What sellers does with a strop would be more easily done (with much less effort) first with a fine stone and then with a light stropping. The fine stone doesn't need to be large if it's only used for this, and it doesn't need to be expensive.

All this aside, the buffing wheel just does it so well and so easily, even if it's just a $10 arbor kit and wheel as you've shown. For a long time, I had a peripheral irk that I couldn't quite finish an edge to match a buff, but the counter was that the buff doesn't control geometry well. The key turns out just to use it for its strengths and avoid what it doesn't do well.

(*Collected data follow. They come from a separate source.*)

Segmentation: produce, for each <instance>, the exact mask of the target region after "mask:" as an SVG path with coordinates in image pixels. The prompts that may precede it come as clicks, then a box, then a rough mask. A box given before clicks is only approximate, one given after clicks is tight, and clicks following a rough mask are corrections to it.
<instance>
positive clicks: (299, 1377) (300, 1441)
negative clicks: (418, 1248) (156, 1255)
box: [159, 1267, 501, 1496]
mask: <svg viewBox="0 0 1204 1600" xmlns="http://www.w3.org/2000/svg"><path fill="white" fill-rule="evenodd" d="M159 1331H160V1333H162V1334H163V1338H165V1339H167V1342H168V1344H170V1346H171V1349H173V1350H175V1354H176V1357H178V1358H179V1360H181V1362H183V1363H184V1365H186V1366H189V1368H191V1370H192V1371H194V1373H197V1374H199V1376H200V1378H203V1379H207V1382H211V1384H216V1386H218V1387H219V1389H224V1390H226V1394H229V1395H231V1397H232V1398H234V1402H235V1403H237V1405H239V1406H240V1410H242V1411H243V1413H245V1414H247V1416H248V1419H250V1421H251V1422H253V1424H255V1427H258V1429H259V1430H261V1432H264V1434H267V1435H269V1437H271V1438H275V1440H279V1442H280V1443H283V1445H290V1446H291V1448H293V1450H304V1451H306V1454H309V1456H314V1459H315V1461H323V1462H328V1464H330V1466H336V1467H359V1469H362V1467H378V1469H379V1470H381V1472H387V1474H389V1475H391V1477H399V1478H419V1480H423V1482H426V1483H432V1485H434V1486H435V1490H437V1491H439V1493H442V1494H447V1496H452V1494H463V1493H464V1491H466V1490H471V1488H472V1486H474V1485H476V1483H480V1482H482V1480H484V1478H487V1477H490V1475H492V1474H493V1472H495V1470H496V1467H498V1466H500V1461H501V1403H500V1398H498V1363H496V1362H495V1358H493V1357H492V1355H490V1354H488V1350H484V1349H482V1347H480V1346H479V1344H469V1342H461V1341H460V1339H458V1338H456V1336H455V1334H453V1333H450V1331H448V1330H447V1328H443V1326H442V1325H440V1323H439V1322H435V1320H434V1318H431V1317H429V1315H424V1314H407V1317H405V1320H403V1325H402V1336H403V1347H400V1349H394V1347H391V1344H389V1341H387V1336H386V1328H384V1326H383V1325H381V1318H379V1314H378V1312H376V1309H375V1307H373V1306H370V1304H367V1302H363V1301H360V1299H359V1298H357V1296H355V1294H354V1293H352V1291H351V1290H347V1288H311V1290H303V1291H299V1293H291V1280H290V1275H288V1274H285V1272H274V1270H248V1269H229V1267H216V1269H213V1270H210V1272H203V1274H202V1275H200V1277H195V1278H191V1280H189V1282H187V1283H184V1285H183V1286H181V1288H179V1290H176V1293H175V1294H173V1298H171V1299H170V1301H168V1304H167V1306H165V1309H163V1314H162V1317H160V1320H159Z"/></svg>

The biggest trouble when talking about sharpening with most folks is we all have our investments. I invested in figuring out the benefit of the edge roll without making the entire chisel feel blunt. It seemed like the best compromise. People who take a sellers class (I've gotten messages through the youtube system from people already who have invested a lot of time in working the full bevel of a chisel and they want to know how to adapt the method to a chisel without dealing with the two separate bevels - they don't want to throw away what they've learned or deal with the black box at the edge that the buffer really is without a microscope).

All of the sharpening methods work, just like all of the different types of stones work, thus the buy in rate for something that's demonstrably better is so slow. As much as I've tried to perfect doing all of this without something plugged in or using a battery, the version that is "dumb" and not precise at the edge is better.